Maybe the OP is running LEAP 42.x or uses an older version of rpm.

On 09/03/2018 07:46 AM, OrsoBruno wrote:
>
> Sorry, possibly my fault: the 4.14.1 version of rpm in LEAP 15.0
> apparently does not need the -p option when the full filename is
> specified, while it prints info about the installed package when only
> the package name (e.g. “sddm”) is issued.
> Maybe the OP is running LEAP 42.x or uses an older version of rpm.

That was my guess too, especially after some others’ examples where it did
work magically finding that package; seems like a reasonable enhancement,
assuming the package is not already installed, as that is something I’ve
had to explain to folks about a million times, and that is how my
older-than-Leap-15 laptop works.


Good luck.

If you find this post helpful and are logged into the web interface,
show your appreciation and click on the star below.

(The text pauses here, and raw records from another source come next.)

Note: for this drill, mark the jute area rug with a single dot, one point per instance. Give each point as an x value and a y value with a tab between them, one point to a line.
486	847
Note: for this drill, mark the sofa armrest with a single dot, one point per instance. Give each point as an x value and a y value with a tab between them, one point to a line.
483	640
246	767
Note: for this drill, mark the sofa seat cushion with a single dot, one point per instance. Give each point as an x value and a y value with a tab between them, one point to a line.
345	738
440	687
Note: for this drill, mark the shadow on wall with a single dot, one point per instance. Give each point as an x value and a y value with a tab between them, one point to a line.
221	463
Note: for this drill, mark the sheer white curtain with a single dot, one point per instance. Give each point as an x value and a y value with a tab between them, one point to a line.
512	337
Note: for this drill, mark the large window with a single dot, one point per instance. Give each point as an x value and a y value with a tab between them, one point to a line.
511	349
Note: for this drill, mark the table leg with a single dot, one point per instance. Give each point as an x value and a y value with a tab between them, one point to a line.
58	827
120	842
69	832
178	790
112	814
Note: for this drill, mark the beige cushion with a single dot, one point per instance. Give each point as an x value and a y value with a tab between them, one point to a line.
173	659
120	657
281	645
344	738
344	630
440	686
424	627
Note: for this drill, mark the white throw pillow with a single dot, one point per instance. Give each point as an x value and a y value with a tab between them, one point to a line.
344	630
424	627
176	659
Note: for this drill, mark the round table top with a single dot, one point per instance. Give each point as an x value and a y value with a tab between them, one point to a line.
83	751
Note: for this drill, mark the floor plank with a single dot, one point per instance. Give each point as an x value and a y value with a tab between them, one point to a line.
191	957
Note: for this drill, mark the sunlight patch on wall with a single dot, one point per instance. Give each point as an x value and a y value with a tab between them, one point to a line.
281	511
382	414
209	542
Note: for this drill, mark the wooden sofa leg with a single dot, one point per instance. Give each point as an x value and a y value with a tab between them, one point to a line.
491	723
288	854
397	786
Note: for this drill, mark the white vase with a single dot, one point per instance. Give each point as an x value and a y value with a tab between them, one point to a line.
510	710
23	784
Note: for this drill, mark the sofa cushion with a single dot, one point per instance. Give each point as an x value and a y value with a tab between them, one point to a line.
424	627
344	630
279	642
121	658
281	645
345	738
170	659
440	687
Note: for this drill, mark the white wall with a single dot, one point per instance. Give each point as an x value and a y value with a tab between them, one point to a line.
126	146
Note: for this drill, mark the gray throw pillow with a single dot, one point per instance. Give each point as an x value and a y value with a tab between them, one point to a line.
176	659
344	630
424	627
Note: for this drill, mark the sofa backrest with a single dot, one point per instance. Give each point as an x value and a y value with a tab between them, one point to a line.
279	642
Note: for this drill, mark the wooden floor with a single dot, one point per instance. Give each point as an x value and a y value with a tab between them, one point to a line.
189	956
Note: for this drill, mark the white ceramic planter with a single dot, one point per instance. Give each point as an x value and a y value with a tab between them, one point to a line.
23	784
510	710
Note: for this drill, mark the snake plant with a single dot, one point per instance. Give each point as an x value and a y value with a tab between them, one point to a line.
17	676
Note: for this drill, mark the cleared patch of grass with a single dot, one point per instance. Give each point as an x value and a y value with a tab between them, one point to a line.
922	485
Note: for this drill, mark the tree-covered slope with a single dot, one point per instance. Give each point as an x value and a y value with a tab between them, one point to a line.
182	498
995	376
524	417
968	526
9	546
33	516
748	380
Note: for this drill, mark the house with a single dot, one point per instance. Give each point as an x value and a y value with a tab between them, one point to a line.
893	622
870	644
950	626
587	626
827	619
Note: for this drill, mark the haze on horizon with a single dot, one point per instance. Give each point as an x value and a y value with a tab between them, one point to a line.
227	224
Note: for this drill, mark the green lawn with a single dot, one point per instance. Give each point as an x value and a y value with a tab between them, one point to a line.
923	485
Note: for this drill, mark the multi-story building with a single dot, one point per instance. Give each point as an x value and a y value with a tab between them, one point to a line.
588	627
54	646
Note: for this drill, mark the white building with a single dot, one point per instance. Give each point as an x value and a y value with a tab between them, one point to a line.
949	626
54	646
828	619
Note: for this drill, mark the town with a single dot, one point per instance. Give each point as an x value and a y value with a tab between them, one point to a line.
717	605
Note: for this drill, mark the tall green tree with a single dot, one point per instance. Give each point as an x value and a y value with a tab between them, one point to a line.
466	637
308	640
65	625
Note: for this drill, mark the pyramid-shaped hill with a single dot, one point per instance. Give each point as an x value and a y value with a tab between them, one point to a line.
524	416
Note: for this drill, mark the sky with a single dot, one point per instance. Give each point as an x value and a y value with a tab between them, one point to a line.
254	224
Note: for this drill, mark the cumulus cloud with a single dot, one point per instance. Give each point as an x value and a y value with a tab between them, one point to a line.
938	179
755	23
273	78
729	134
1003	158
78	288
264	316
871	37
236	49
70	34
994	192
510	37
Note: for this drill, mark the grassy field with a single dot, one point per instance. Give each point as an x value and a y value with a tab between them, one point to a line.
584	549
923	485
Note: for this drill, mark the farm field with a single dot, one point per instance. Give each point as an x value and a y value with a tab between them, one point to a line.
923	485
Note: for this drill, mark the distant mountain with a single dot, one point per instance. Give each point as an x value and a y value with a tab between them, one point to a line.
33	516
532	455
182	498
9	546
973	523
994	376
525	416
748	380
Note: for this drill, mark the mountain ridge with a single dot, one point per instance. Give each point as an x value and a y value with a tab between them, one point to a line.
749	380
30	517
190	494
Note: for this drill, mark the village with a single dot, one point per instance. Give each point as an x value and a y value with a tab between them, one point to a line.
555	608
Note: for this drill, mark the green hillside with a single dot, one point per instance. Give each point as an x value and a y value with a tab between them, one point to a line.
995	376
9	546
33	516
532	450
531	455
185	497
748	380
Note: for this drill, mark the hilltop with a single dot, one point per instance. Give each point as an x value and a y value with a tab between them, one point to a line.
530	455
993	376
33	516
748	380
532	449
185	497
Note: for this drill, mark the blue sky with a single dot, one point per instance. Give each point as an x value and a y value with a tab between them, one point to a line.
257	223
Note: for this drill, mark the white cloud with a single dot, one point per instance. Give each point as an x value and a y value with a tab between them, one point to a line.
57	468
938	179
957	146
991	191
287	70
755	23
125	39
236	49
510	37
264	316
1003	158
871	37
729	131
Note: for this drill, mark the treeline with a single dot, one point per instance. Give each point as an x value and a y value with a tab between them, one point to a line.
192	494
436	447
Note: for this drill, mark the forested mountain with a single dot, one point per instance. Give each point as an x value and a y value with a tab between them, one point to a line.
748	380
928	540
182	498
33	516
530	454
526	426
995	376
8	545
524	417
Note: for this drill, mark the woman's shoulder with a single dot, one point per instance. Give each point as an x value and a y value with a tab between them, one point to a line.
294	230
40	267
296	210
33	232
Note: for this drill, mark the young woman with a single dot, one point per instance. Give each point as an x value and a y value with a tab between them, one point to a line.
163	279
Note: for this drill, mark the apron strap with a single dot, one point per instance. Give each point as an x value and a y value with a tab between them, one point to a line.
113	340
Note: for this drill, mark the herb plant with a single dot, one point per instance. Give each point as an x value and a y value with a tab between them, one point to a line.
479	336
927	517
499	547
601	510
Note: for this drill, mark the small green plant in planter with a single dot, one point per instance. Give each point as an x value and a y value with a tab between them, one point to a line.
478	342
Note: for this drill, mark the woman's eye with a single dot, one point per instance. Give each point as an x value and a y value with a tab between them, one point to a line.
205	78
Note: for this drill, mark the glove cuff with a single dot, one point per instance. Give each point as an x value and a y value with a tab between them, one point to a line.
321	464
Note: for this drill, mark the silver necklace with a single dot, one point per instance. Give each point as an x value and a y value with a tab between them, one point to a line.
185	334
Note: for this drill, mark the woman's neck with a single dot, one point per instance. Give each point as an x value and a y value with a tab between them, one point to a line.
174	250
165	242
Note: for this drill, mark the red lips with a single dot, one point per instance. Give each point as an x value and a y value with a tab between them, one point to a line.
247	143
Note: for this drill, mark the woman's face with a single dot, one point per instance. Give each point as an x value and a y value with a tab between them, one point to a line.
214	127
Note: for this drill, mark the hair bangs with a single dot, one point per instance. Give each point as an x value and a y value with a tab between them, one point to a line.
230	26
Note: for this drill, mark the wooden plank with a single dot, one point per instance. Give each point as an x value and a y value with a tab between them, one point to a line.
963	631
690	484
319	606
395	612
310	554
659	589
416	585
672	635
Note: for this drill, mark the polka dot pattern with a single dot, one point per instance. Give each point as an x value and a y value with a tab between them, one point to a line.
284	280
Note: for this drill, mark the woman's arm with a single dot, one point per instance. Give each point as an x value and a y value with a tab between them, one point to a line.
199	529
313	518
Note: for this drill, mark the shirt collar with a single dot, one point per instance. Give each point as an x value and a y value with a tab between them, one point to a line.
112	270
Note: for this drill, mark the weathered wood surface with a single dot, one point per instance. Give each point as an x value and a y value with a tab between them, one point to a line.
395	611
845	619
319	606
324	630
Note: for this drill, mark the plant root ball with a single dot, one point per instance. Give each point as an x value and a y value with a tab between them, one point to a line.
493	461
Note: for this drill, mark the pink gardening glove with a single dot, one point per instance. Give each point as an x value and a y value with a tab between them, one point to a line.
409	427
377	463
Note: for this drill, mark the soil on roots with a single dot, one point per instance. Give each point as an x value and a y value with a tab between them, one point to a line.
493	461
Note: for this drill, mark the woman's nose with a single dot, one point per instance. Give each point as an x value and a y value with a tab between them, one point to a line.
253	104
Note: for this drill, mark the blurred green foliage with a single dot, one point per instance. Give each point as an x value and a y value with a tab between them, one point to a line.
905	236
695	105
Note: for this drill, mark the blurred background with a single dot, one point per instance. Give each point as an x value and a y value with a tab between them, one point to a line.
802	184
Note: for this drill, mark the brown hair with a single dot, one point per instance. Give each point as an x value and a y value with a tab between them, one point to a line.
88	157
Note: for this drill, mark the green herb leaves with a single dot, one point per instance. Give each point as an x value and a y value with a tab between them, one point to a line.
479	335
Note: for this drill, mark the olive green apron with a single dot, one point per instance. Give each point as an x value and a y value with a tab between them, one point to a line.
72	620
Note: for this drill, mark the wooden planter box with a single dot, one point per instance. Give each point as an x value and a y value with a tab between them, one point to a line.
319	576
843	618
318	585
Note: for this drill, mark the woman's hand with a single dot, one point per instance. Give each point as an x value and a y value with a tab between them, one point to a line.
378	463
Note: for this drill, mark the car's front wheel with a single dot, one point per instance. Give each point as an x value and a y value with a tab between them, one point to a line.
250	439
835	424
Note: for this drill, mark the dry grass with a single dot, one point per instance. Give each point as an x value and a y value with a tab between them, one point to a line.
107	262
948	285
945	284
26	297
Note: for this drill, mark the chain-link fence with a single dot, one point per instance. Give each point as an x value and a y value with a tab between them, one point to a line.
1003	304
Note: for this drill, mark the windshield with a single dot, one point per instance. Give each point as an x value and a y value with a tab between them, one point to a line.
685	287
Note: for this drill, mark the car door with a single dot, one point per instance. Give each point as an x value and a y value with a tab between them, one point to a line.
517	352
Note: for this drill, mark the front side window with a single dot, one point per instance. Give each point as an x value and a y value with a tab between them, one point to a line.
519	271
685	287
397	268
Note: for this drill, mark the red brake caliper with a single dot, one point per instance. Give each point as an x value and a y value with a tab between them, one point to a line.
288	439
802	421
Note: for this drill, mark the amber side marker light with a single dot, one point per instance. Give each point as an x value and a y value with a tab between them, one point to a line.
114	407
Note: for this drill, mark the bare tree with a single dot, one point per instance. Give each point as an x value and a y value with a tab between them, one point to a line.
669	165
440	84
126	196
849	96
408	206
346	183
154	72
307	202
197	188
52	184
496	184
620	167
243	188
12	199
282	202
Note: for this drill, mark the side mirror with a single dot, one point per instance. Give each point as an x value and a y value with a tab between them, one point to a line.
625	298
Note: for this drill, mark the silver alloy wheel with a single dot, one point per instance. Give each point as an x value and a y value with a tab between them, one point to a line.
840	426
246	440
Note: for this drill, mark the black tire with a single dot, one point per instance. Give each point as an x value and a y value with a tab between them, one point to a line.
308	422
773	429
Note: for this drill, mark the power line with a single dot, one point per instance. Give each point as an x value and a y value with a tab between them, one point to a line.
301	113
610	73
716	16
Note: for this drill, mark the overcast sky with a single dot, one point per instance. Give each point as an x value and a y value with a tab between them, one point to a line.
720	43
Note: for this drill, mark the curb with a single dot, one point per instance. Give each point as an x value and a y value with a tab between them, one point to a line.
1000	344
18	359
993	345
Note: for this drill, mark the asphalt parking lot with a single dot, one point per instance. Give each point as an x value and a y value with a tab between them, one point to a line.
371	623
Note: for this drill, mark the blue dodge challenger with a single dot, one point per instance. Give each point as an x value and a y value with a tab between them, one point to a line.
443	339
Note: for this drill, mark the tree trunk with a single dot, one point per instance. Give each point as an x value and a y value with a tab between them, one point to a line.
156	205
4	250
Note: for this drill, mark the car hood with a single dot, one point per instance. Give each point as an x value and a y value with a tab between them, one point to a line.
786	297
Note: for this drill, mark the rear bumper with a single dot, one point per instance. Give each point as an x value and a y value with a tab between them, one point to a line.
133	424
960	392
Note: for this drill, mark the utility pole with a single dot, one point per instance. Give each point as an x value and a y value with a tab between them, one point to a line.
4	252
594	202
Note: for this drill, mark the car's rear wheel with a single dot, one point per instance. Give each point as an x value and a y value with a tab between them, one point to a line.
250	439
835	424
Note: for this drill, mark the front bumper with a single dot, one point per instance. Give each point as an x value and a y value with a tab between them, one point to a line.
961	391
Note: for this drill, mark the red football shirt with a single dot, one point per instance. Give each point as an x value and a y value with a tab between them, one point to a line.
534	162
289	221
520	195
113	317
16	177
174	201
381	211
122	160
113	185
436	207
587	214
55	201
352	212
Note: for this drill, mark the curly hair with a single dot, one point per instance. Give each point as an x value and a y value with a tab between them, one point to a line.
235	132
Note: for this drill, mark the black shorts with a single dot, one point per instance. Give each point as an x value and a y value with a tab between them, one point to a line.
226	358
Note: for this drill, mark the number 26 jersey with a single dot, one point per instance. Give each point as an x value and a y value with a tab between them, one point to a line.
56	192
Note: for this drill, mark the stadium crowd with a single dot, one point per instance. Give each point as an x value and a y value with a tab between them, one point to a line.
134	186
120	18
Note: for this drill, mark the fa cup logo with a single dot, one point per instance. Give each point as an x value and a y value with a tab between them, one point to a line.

If you want to send me a private message, please let me know in the
forum as I do not use the web interface often.

Hi,

I believe I have nutted this out from your respective answers. I also had a gross misunderstanding on rpm contents.

  1. The downloaded rpm file does in fact contain the scripts. When I initially inspected a manually downloaded rpm file the default application to open it was ark archiver. This does list the file contents to install but I learned from the rpm.org web site that the rpm file structure is not a straight forward archive. That is, other details like specs/scripts are not shown in ark. This is why I was asking the original question.

  2. All details of installed rpms are located in various databases under /var/lib/rpm after the rpms are installed then deleted from /var/cache/zypp/. Don’t touch;)

  3. Yes, I did find the -p switch to open a rpm file directly.

4, Yes, I was testing on a Leap15.0 laptop AND a Leap42.3 desktop so maybe that’s why we got slightly different results.

  1. Zypper/libzypp and rpm are two separate applications that don’t call on each other. But both do use the /var/lib/rpm databases.

So all good now and I thank you for your replies.
Chris.

Maybe I am repeating myself (I am sure I am in general, but maybe even in this thread).
You told us your conclusion (I can not find the scripts), but you failed to tell us what you did to try to find them (by copy/paste of your trial between CODE tags in the post).

On the change to be accused of being unfriendly: this was useless. Nobody can give any sound technical answer on such a “conclusion”. Answers that come to my mind in such a case differ from “did you switch on the system and let it boot” to " was your glass globe broken" and anything before, between and after that. :cry:

I often skip such threads to go for more promising ones.

As one member her once said: “We are non-believers, we want to see computer facts”.